This work presents the experimental investigation of improved inclined solar still. Many researchers going for various configurations in-order to improve the efficiency and also for augmentation of fresh water from the solar still. An experimental investigation was carried out to see the performance of a improved inclined semicircular trough solar still. A semicircular absorber is placed inside the trough and water is continuously fed into it. To increase the time of contact of the water baffles at a distance of 0.01m were placed. Experimentation's were carried out in the hot and humid climatic conditions of Chennai with a constant flow rate of 0.133 kg/min. Results shows that the hot water collected is about 65 degree Celsius in the hot water storage tank and amount of distilled water collected is 2.1 kg/m2/day. This is normally higher in the case of other conventional solar still. The main aim of this work is to improve the fresh water production and study the possibilities of its use as distiller as well as heater. Experimentation were carried out in the hot humid climatic conditions of Chennai. The schematic diagram of the solar still is show in fig. 1
Fig.2 shows the photographic view of the experimental setup. A PVC pipe of 0.1m x 1.2m and 0.6m x 1m were chosen to be the trough and absorber respectively. In the absorber baffle plates were placed at a consecutive distance of 0.1m. A glass with a thickness of 3mm chosen as a cover to transmit the solar intensity into it. Flow control valve is kept to control the flow rate of water into the absorber. The inclination of the trough is about 11 degree. High precision RTD sensors were used to measure the various nodal points of the solar still. Various nodal points were; water at the inlet and outlet, inlet feed water, hot water and glass temperatures.

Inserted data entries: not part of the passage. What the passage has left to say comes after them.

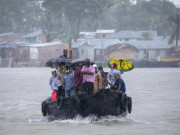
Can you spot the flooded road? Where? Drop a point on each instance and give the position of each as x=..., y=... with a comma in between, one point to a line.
x=155, y=94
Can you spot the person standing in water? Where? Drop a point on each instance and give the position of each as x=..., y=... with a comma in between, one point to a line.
x=68, y=82
x=98, y=80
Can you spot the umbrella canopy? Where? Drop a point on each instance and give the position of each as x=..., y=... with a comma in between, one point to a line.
x=79, y=62
x=55, y=62
x=122, y=64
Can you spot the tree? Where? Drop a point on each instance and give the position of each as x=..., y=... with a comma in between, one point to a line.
x=75, y=11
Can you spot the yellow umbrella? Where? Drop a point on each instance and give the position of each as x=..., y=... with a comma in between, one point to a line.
x=122, y=64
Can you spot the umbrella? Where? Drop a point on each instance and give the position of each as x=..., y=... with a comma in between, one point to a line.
x=79, y=62
x=55, y=62
x=122, y=64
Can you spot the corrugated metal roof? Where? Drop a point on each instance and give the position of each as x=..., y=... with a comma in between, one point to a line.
x=96, y=43
x=36, y=33
x=149, y=44
x=105, y=31
x=139, y=44
x=43, y=44
x=130, y=35
x=5, y=34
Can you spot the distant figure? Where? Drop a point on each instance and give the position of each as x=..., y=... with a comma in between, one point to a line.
x=98, y=80
x=68, y=82
x=119, y=84
x=78, y=78
x=53, y=82
x=113, y=71
x=104, y=77
x=65, y=54
x=88, y=72
x=60, y=74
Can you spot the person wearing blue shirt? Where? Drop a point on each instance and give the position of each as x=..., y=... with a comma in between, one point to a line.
x=53, y=81
x=119, y=84
x=68, y=82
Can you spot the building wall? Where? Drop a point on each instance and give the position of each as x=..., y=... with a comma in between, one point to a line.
x=86, y=51
x=151, y=54
x=126, y=53
x=23, y=53
x=41, y=38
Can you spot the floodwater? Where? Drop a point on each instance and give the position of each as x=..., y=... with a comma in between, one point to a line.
x=156, y=105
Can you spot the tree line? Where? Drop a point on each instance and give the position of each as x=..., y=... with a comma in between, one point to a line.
x=66, y=18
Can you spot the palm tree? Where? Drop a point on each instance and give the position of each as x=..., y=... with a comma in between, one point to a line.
x=174, y=31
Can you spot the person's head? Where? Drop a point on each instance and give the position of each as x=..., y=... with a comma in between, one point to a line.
x=100, y=69
x=62, y=65
x=74, y=66
x=96, y=69
x=67, y=69
x=65, y=52
x=53, y=71
x=87, y=62
x=114, y=66
x=116, y=76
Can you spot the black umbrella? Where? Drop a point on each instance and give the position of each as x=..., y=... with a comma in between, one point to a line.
x=55, y=62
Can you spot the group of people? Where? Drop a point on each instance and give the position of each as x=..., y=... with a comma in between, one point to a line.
x=69, y=80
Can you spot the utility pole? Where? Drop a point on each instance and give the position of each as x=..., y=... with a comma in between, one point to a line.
x=101, y=36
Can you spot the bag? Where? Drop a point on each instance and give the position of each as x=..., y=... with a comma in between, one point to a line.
x=54, y=95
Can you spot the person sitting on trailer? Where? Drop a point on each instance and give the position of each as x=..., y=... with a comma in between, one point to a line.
x=98, y=80
x=119, y=84
x=113, y=71
x=78, y=78
x=104, y=77
x=88, y=72
x=65, y=54
x=60, y=74
x=53, y=82
x=68, y=82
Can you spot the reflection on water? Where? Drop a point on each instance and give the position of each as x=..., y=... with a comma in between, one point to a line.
x=155, y=94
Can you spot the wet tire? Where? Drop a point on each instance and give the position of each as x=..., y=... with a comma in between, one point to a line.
x=129, y=104
x=43, y=107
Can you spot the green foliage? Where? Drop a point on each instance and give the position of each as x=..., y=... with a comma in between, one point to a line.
x=68, y=17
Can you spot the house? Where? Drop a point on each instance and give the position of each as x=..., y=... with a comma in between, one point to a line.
x=133, y=35
x=92, y=48
x=41, y=52
x=8, y=47
x=87, y=34
x=120, y=50
x=104, y=33
x=150, y=49
x=35, y=37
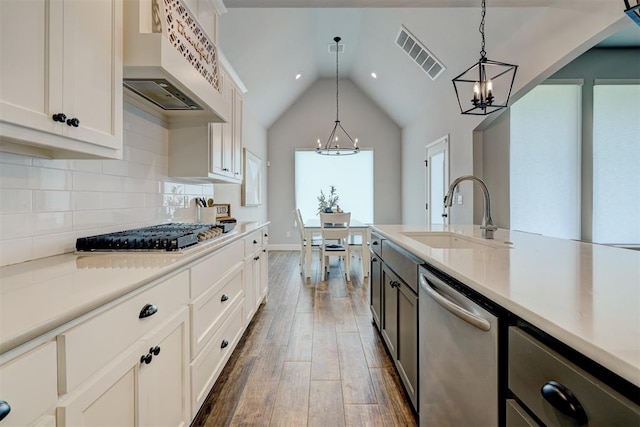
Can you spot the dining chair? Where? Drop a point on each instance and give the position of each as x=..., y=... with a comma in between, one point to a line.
x=315, y=243
x=335, y=239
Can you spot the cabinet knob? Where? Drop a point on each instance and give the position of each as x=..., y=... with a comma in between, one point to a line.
x=4, y=409
x=147, y=310
x=59, y=117
x=561, y=398
x=73, y=122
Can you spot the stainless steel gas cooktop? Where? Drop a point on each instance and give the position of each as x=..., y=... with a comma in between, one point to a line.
x=164, y=237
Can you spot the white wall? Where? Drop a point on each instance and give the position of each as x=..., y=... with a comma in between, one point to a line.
x=606, y=64
x=311, y=117
x=549, y=41
x=45, y=205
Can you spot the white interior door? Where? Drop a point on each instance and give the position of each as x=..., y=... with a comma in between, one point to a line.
x=437, y=180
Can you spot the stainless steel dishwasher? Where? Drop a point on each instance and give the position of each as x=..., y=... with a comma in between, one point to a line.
x=458, y=341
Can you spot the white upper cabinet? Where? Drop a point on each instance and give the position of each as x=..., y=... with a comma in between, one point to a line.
x=210, y=152
x=61, y=68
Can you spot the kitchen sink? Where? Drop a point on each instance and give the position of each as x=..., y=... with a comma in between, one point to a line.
x=445, y=240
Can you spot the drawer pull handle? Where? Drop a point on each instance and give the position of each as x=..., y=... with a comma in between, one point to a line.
x=59, y=117
x=561, y=398
x=4, y=409
x=148, y=310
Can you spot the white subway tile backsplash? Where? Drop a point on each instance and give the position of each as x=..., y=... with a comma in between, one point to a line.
x=14, y=226
x=13, y=251
x=86, y=200
x=95, y=182
x=14, y=201
x=45, y=205
x=51, y=201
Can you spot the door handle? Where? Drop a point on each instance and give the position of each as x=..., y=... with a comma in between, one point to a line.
x=467, y=316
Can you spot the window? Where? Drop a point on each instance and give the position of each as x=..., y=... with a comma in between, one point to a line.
x=616, y=163
x=545, y=161
x=351, y=175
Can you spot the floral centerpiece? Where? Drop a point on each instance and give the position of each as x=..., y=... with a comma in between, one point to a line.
x=327, y=203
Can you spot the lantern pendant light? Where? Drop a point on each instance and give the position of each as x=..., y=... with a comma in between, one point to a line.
x=488, y=83
x=332, y=146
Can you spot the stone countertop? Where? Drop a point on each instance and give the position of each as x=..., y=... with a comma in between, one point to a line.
x=585, y=295
x=38, y=296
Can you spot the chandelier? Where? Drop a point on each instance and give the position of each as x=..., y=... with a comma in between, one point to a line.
x=488, y=82
x=332, y=146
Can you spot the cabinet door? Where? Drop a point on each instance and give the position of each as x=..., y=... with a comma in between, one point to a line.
x=390, y=310
x=249, y=289
x=92, y=77
x=107, y=399
x=31, y=65
x=164, y=382
x=376, y=290
x=236, y=149
x=407, y=361
x=264, y=275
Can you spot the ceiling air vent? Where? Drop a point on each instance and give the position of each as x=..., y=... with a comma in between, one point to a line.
x=419, y=54
x=332, y=48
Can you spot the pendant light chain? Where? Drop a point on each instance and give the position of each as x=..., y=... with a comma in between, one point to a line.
x=337, y=39
x=483, y=53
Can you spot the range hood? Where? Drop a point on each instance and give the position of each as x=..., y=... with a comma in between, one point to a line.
x=171, y=67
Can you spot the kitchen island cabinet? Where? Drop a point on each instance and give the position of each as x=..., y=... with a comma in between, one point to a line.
x=63, y=91
x=147, y=334
x=580, y=298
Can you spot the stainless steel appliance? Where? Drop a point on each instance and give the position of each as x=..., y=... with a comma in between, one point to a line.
x=163, y=237
x=458, y=340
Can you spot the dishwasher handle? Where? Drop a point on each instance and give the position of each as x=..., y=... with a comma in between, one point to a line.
x=467, y=316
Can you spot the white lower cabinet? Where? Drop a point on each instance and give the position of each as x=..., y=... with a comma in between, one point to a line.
x=28, y=386
x=147, y=385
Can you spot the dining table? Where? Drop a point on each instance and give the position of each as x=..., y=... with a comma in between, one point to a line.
x=359, y=236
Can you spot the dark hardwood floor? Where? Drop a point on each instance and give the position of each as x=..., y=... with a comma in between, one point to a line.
x=310, y=357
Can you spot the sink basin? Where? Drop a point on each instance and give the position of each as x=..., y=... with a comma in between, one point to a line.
x=444, y=240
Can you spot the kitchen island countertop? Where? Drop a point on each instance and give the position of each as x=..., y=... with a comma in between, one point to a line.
x=40, y=295
x=585, y=295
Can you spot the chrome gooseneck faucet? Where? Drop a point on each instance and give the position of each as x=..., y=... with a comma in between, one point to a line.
x=487, y=223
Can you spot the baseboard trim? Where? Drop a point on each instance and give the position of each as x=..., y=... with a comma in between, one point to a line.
x=285, y=247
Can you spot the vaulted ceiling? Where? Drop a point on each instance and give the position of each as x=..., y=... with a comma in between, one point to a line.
x=268, y=42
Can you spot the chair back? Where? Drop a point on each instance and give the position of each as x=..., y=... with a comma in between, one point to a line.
x=335, y=226
x=299, y=223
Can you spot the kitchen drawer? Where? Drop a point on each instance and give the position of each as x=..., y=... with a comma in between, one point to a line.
x=517, y=416
x=376, y=244
x=209, y=271
x=532, y=365
x=91, y=345
x=206, y=367
x=29, y=385
x=210, y=309
x=402, y=263
x=253, y=242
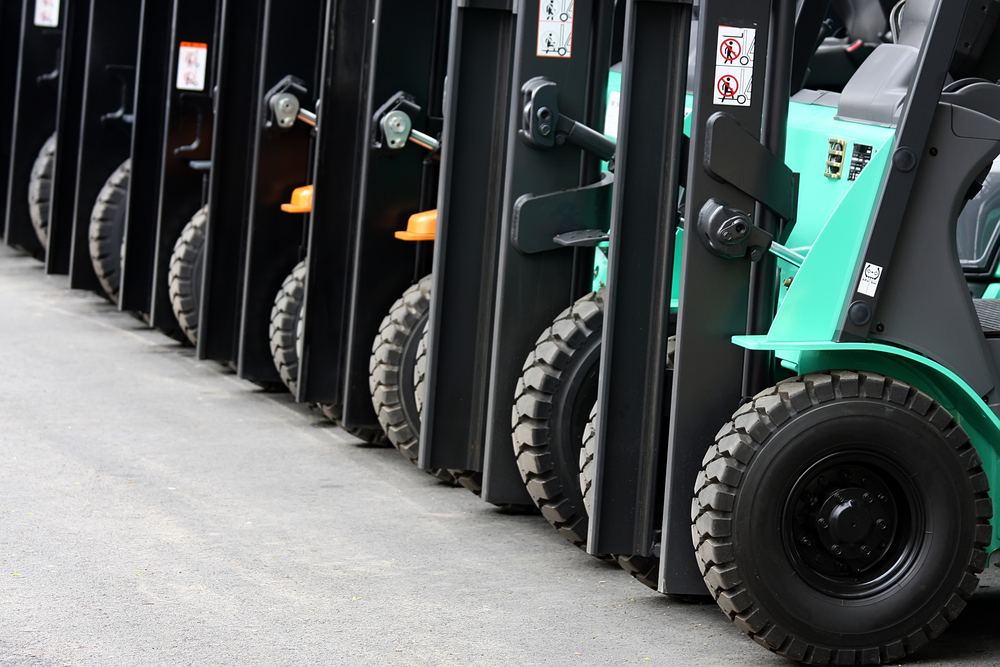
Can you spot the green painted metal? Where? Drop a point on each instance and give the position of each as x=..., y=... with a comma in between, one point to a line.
x=932, y=378
x=833, y=221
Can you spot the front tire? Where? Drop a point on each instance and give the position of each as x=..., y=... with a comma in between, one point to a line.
x=841, y=518
x=40, y=190
x=107, y=229
x=392, y=371
x=184, y=278
x=283, y=333
x=554, y=395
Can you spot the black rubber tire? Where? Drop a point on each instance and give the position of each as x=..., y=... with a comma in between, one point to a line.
x=557, y=389
x=185, y=274
x=392, y=371
x=771, y=468
x=283, y=332
x=40, y=190
x=420, y=373
x=107, y=229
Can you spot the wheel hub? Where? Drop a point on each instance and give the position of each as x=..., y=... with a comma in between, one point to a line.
x=845, y=519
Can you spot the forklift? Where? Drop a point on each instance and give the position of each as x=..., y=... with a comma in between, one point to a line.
x=843, y=513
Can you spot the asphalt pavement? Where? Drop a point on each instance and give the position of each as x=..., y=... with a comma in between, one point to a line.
x=157, y=510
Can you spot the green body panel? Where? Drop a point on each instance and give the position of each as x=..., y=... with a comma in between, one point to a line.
x=932, y=378
x=834, y=217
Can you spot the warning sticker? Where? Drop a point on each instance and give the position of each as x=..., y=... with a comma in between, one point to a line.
x=555, y=29
x=47, y=13
x=734, y=66
x=192, y=64
x=869, y=279
x=611, y=117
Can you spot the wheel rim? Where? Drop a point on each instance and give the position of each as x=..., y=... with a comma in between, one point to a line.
x=853, y=524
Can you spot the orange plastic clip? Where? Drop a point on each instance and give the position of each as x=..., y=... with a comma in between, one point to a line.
x=301, y=201
x=420, y=227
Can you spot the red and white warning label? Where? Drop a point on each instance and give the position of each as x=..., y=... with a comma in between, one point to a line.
x=734, y=66
x=47, y=13
x=192, y=65
x=555, y=29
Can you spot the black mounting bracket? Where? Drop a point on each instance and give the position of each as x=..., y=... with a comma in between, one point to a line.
x=763, y=175
x=393, y=122
x=730, y=233
x=284, y=105
x=543, y=127
x=540, y=221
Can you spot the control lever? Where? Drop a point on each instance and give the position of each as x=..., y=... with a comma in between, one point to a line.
x=394, y=125
x=544, y=127
x=126, y=76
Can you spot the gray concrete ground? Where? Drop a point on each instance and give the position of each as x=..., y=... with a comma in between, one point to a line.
x=156, y=510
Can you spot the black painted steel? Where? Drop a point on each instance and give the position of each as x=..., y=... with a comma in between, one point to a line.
x=188, y=132
x=356, y=266
x=280, y=164
x=233, y=139
x=105, y=121
x=714, y=292
x=533, y=289
x=473, y=157
x=634, y=389
x=150, y=105
x=33, y=121
x=73, y=62
x=10, y=42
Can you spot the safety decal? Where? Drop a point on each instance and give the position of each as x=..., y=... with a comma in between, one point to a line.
x=192, y=64
x=47, y=13
x=869, y=279
x=734, y=66
x=555, y=29
x=611, y=117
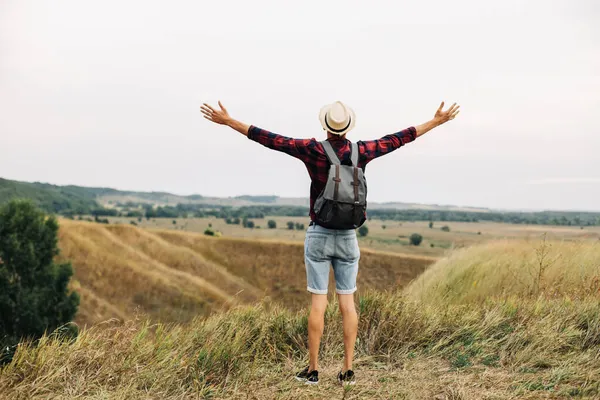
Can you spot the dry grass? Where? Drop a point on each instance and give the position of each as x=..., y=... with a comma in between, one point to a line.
x=517, y=349
x=445, y=338
x=509, y=268
x=174, y=276
x=392, y=238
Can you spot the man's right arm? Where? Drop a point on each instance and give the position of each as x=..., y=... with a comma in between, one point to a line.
x=369, y=150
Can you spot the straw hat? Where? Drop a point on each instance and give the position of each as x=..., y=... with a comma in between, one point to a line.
x=337, y=118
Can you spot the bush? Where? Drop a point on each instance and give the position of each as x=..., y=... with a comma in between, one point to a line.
x=101, y=220
x=363, y=231
x=415, y=239
x=34, y=294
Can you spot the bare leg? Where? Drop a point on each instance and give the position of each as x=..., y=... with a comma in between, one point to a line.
x=316, y=323
x=350, y=321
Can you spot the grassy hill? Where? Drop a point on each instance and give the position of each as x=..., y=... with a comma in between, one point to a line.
x=175, y=276
x=508, y=344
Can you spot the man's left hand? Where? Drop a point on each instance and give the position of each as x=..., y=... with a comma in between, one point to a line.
x=217, y=116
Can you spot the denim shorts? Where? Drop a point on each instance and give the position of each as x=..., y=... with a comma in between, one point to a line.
x=324, y=247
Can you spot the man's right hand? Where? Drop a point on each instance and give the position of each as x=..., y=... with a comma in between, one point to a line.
x=442, y=116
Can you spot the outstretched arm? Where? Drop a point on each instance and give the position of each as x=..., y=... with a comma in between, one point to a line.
x=370, y=150
x=439, y=118
x=299, y=148
x=222, y=117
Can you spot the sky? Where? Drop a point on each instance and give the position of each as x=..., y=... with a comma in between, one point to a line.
x=107, y=94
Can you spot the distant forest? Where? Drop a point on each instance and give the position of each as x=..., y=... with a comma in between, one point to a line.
x=70, y=201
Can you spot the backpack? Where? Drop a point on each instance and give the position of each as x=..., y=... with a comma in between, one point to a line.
x=343, y=202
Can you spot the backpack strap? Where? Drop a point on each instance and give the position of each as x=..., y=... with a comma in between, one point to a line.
x=354, y=154
x=330, y=153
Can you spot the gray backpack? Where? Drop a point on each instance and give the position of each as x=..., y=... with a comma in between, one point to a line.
x=343, y=202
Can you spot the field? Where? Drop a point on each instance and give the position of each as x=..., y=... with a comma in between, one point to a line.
x=392, y=238
x=512, y=319
x=174, y=276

Fig. 3 shows the accumulation of fresh water on the glass at different time interval. During the start of the experiment the formation of water droplets are smaller where it can be observed in Fig. 3(a). At 10 am the accumulation of water droplets are larger which can be seen in Fig. 3(b). This is due to the fact that the increase in contact time of water in the absorber which increases the temperature of water quicker than the solar still without baffle plates. Fig. 3 (c) shows that after reaching the maximum intensity the droplets formed is higher in this case. This is due to the variation of wind velocity in the coastal area. The unsteady wind velocity on the cover increases the rate of condensation. Fig. 3(d) and (e) shows the phenomenon that due to the lower heat flux rate the condensation of water getting reduced.
In this study an attempt has been made to utilize the still not only for water purification, as well as for water heating.